Jewish Delis are facing closures in New York City and Los Angeles, Los Angeles Times reported.
Always the popular go-to for the bagels and lox, many of the Jewish Delicatessens are operating in a time where younger clientele can find those bagels anywhere and communities are become more aware of what they eat.
"People don't open up new delis anymore because it's very, very difficult to do," said Marian Levine, owner of Stage's longtime rival, Carnegie Deli in Manhattan.
Several delis like the Stage Deli in Manhattan and Ashkenaz Delicatessin in Chicago closed and were replaced with places like a lobster joint after struggling to keep up with a dwindling veteran population and high rent.
According to The Times, thousands of Jewish delis in New York arose in the first half of the 20th Century, and began to decline to mere dozens after World War II from a shift in demographics into suburbs and decline in Jewish immigration to the region.
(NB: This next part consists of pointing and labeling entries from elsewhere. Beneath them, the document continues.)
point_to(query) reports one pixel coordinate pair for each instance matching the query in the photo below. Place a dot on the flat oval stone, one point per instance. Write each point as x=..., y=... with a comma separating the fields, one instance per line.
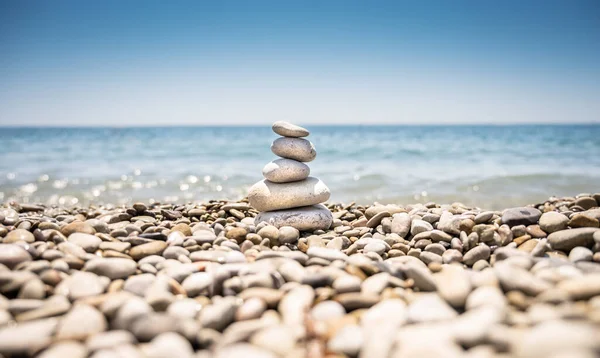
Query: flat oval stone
x=285, y=171
x=521, y=216
x=308, y=218
x=269, y=196
x=288, y=129
x=294, y=148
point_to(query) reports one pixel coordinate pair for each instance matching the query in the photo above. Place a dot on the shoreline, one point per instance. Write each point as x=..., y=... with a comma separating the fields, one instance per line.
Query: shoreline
x=202, y=280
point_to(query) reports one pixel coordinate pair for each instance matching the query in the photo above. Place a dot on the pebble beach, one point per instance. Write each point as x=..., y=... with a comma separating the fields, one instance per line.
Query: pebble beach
x=203, y=280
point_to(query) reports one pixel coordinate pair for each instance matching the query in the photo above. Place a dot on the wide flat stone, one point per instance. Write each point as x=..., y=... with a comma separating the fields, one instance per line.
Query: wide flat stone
x=288, y=129
x=294, y=148
x=285, y=171
x=269, y=196
x=521, y=216
x=308, y=218
x=566, y=240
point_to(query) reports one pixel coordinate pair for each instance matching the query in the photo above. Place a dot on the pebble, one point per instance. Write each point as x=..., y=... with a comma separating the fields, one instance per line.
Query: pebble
x=109, y=339
x=453, y=285
x=286, y=129
x=582, y=220
x=463, y=284
x=27, y=336
x=151, y=248
x=347, y=283
x=169, y=344
x=418, y=226
x=401, y=224
x=77, y=226
x=521, y=216
x=348, y=341
x=113, y=268
x=80, y=285
x=252, y=308
x=580, y=288
x=429, y=307
x=65, y=349
x=197, y=283
x=268, y=196
x=295, y=304
x=327, y=254
x=315, y=217
x=566, y=240
x=298, y=149
x=288, y=235
x=218, y=315
x=580, y=254
x=11, y=255
x=479, y=252
x=243, y=350
x=18, y=235
x=80, y=323
x=553, y=221
x=552, y=337
x=285, y=170
x=89, y=243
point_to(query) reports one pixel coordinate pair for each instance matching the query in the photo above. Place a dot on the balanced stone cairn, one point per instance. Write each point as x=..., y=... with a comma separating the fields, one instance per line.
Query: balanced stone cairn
x=288, y=196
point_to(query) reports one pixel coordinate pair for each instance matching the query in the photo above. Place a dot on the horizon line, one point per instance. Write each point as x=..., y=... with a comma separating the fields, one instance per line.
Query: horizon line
x=225, y=125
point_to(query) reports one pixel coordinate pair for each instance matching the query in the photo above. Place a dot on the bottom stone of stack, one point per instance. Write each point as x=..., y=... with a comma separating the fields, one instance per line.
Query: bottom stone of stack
x=305, y=218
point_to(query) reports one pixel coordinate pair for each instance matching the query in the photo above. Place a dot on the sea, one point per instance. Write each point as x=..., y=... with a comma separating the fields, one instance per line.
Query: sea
x=491, y=167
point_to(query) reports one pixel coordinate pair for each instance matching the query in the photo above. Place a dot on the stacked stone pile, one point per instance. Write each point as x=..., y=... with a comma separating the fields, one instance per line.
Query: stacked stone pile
x=288, y=196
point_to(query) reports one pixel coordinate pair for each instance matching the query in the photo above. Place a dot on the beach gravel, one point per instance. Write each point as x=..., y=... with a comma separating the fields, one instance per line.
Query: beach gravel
x=210, y=280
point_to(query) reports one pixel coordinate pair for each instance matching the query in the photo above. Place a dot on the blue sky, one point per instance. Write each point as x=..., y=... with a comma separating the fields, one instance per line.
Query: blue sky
x=129, y=63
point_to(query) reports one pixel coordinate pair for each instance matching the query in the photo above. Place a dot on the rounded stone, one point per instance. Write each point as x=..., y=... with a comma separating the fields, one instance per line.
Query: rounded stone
x=285, y=171
x=294, y=148
x=521, y=216
x=315, y=217
x=288, y=129
x=268, y=196
x=565, y=240
x=11, y=255
x=113, y=267
x=151, y=248
x=77, y=226
x=89, y=243
x=288, y=235
x=553, y=221
x=19, y=235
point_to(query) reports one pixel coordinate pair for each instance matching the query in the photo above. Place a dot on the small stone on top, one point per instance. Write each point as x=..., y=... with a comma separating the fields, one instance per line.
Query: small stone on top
x=287, y=129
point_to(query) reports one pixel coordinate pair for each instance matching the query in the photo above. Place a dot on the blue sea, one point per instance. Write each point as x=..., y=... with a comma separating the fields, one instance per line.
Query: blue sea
x=490, y=167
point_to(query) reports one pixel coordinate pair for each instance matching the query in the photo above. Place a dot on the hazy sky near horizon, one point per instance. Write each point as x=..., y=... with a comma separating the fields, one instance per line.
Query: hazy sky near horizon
x=129, y=63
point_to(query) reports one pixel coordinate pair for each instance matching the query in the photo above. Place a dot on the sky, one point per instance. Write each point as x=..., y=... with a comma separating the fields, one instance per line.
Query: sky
x=152, y=63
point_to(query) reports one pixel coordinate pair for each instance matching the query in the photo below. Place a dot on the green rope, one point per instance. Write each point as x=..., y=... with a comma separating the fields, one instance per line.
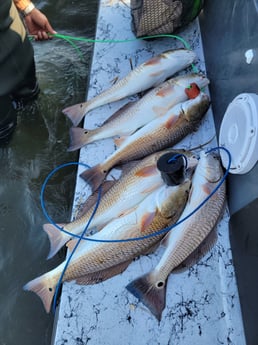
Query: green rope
x=70, y=40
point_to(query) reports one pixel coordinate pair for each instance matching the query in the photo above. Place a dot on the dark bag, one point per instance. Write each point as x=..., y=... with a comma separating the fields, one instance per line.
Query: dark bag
x=155, y=17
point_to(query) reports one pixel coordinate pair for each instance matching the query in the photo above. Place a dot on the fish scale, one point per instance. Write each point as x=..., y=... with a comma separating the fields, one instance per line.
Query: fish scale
x=95, y=261
x=132, y=187
x=188, y=235
x=152, y=137
x=143, y=77
x=152, y=105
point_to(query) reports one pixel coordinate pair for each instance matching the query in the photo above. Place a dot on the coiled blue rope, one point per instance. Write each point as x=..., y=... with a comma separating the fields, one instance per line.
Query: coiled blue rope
x=81, y=237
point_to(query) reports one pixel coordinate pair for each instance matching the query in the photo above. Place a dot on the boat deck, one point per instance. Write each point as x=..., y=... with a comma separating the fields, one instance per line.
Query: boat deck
x=202, y=305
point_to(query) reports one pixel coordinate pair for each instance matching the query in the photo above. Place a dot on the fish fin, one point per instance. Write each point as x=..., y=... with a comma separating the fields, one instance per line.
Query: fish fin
x=119, y=112
x=171, y=121
x=99, y=276
x=147, y=171
x=152, y=249
x=76, y=112
x=159, y=111
x=46, y=293
x=198, y=253
x=119, y=141
x=79, y=137
x=150, y=189
x=94, y=176
x=56, y=237
x=146, y=220
x=149, y=294
x=71, y=244
x=92, y=199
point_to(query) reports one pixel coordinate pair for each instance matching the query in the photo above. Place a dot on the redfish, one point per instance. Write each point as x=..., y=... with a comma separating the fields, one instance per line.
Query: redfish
x=154, y=104
x=93, y=262
x=135, y=184
x=151, y=73
x=185, y=238
x=180, y=121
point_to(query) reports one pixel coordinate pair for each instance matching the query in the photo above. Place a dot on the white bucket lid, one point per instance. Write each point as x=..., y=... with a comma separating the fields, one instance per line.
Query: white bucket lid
x=238, y=133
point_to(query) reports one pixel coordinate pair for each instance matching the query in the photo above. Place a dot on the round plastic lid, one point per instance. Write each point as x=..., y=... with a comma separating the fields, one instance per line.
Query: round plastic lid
x=238, y=133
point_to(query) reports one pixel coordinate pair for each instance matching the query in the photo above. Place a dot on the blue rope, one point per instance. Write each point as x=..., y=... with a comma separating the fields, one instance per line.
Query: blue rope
x=83, y=233
x=157, y=232
x=81, y=237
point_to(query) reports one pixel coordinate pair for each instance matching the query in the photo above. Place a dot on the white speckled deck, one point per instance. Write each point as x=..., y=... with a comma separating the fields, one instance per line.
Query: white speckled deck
x=202, y=304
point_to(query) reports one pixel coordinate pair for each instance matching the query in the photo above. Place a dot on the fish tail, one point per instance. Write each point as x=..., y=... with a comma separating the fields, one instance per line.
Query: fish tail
x=79, y=137
x=76, y=112
x=149, y=292
x=43, y=289
x=94, y=176
x=57, y=238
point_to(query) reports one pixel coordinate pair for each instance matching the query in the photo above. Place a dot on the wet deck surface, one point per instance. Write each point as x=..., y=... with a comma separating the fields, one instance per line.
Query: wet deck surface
x=202, y=303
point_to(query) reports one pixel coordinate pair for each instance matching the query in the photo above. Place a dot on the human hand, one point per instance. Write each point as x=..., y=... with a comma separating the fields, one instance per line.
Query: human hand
x=38, y=25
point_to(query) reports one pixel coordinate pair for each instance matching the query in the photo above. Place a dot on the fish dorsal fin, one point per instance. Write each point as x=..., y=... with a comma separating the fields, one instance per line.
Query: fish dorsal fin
x=119, y=112
x=171, y=121
x=92, y=199
x=147, y=171
x=127, y=167
x=119, y=141
x=99, y=276
x=199, y=252
x=146, y=220
x=159, y=111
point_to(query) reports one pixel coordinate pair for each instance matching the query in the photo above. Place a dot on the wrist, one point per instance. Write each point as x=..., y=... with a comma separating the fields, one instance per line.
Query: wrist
x=27, y=10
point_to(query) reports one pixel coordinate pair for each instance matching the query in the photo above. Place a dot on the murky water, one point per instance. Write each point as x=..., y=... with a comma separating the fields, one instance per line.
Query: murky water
x=38, y=146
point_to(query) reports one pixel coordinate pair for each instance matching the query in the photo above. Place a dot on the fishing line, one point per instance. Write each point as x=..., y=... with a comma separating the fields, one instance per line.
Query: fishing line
x=81, y=237
x=162, y=231
x=84, y=231
x=70, y=40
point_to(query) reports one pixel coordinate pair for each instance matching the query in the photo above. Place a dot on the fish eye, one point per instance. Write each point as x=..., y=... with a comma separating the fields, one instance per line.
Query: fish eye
x=160, y=284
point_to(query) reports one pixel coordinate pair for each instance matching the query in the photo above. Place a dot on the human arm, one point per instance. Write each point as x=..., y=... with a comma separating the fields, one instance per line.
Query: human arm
x=36, y=22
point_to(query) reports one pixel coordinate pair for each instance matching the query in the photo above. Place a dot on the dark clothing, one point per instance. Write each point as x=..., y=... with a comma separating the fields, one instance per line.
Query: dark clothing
x=17, y=67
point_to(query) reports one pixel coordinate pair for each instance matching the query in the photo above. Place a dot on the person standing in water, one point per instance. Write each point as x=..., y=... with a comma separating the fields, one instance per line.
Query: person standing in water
x=18, y=82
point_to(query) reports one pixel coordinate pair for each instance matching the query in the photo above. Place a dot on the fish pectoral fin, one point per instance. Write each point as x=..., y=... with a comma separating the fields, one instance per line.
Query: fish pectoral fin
x=71, y=244
x=99, y=276
x=198, y=253
x=152, y=294
x=126, y=212
x=146, y=220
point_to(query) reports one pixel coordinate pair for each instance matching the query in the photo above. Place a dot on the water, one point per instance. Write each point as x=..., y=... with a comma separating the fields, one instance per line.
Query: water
x=38, y=146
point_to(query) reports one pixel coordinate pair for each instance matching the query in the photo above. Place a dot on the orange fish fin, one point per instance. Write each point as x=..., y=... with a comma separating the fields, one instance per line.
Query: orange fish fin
x=76, y=112
x=192, y=91
x=171, y=121
x=99, y=276
x=147, y=171
x=151, y=294
x=206, y=245
x=94, y=176
x=56, y=237
x=46, y=293
x=147, y=220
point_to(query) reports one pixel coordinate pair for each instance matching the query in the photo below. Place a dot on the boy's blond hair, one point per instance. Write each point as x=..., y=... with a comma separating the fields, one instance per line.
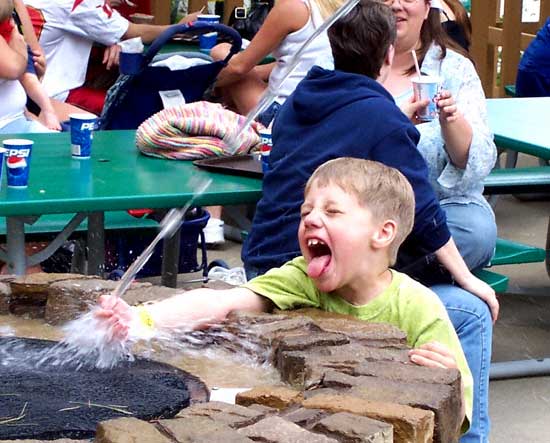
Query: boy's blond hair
x=383, y=190
x=6, y=9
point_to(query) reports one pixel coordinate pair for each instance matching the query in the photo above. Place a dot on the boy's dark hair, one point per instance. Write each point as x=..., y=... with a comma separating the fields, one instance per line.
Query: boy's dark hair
x=360, y=40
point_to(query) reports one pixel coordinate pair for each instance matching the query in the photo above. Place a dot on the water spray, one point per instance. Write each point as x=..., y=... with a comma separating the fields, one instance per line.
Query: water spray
x=169, y=225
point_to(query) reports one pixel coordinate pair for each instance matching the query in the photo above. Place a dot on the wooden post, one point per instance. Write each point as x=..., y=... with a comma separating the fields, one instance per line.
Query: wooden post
x=483, y=16
x=511, y=28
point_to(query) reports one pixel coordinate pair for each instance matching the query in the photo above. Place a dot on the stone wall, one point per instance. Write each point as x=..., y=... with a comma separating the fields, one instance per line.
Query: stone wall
x=347, y=380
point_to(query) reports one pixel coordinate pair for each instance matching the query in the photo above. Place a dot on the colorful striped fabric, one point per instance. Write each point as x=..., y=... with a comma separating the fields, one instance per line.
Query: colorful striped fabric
x=195, y=130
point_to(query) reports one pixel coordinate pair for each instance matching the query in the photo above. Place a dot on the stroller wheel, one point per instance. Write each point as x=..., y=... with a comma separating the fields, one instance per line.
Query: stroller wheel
x=115, y=274
x=217, y=262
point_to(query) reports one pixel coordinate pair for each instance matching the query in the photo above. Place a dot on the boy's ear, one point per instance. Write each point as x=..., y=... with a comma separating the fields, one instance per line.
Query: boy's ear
x=385, y=234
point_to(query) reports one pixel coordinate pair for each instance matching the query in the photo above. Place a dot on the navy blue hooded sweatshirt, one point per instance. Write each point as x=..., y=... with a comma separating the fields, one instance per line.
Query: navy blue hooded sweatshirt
x=335, y=114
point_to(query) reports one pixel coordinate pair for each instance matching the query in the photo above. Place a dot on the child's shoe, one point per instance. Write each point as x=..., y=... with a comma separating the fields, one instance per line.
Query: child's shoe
x=213, y=232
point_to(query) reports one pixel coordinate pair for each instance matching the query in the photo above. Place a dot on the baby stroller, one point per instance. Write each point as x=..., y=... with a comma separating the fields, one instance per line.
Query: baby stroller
x=133, y=99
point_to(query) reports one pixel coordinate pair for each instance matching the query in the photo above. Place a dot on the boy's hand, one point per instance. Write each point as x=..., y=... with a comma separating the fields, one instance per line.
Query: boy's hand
x=111, y=56
x=39, y=61
x=433, y=355
x=117, y=315
x=411, y=108
x=448, y=111
x=482, y=290
x=17, y=42
x=50, y=120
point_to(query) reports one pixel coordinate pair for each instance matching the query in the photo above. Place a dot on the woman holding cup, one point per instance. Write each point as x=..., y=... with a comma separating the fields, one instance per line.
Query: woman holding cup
x=459, y=150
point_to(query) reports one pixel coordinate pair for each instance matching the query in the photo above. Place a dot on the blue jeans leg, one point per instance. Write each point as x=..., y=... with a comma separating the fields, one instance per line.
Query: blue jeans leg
x=472, y=321
x=474, y=231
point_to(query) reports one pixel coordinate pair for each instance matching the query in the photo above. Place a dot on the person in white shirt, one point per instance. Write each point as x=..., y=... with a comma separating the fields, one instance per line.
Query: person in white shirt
x=67, y=29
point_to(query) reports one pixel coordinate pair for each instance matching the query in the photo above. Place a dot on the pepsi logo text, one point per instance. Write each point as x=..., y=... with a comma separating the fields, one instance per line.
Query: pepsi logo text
x=87, y=126
x=21, y=153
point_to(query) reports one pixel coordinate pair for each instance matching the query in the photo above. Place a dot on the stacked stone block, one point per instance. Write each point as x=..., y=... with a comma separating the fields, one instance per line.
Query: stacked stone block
x=346, y=380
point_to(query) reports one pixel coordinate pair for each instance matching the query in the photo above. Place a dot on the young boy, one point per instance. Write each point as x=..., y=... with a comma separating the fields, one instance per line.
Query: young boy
x=30, y=83
x=355, y=215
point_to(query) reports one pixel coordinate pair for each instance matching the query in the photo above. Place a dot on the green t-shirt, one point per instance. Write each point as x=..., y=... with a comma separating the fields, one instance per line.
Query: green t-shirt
x=405, y=303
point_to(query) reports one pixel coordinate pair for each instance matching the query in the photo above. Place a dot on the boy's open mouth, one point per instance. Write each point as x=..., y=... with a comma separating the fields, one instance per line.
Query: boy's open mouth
x=320, y=257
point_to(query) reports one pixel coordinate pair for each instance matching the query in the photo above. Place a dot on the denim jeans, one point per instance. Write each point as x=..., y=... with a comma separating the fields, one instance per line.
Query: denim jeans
x=472, y=321
x=474, y=231
x=266, y=117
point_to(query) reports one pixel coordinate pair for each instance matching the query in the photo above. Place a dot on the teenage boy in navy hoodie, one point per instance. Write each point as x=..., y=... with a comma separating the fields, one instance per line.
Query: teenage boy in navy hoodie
x=348, y=113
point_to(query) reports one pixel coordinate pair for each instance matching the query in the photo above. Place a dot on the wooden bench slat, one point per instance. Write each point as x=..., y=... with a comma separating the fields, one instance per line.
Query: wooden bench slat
x=497, y=281
x=518, y=180
x=509, y=252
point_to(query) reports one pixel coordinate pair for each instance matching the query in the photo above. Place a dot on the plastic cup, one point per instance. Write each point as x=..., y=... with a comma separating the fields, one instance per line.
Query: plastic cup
x=130, y=63
x=208, y=41
x=82, y=134
x=17, y=152
x=266, y=143
x=208, y=18
x=426, y=87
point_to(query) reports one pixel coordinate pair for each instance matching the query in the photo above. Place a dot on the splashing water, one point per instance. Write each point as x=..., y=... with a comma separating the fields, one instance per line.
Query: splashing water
x=89, y=345
x=88, y=340
x=169, y=225
x=232, y=137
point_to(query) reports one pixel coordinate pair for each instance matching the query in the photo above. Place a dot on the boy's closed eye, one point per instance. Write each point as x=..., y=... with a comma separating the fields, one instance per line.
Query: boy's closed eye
x=334, y=211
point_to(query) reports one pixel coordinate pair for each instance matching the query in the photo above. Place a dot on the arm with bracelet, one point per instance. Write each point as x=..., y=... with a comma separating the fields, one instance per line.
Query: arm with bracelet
x=188, y=310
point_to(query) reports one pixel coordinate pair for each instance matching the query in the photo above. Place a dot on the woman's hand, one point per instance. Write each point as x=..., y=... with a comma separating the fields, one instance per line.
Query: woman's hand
x=116, y=314
x=448, y=111
x=412, y=107
x=191, y=17
x=482, y=290
x=50, y=120
x=433, y=355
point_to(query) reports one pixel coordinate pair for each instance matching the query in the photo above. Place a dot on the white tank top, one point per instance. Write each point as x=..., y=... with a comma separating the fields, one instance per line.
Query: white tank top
x=317, y=53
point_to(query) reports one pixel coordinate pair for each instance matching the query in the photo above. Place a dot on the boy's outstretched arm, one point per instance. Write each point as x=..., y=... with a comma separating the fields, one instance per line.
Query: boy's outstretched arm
x=37, y=93
x=189, y=310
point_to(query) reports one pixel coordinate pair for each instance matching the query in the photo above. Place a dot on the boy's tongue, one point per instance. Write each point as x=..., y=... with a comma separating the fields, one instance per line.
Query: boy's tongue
x=317, y=265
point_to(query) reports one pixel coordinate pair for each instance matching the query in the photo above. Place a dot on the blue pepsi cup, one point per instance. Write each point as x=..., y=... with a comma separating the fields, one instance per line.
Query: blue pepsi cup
x=266, y=144
x=208, y=41
x=82, y=134
x=426, y=87
x=17, y=152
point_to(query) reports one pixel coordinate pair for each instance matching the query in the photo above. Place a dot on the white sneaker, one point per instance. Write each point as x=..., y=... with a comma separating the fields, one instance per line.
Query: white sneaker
x=213, y=232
"There's nothing that can bring back the centrality of the deli in either Jewish life or American life," said Ted Merwin, the author of a impending book , "Pastrami on Rye: An Overstuffed History of the Jewish Delicatessen" and Judaic studies professor at Dickinson College in Pennsylvania. "There's no way they're going to survive in the numbers they once did."
According to Mintel, an agency providing statistics on food, drinks and consumer goods, the sales stalled between 2007 and 2011 for the restaurants then only rose 0.5 percent in 2012, reported The Times.
The rise in costs of food, particularly beef and fish, also compounded to the problem. Even raising menu prices could not compensate for the loss.
Merwin finds part of the problem is the thousands of options that are available today surrounding the Jewish scene. You can get cheaper sandwiches at popular chains like Quiznos. A loyal customer base is no longer driving the troubled sit-down restaurant market.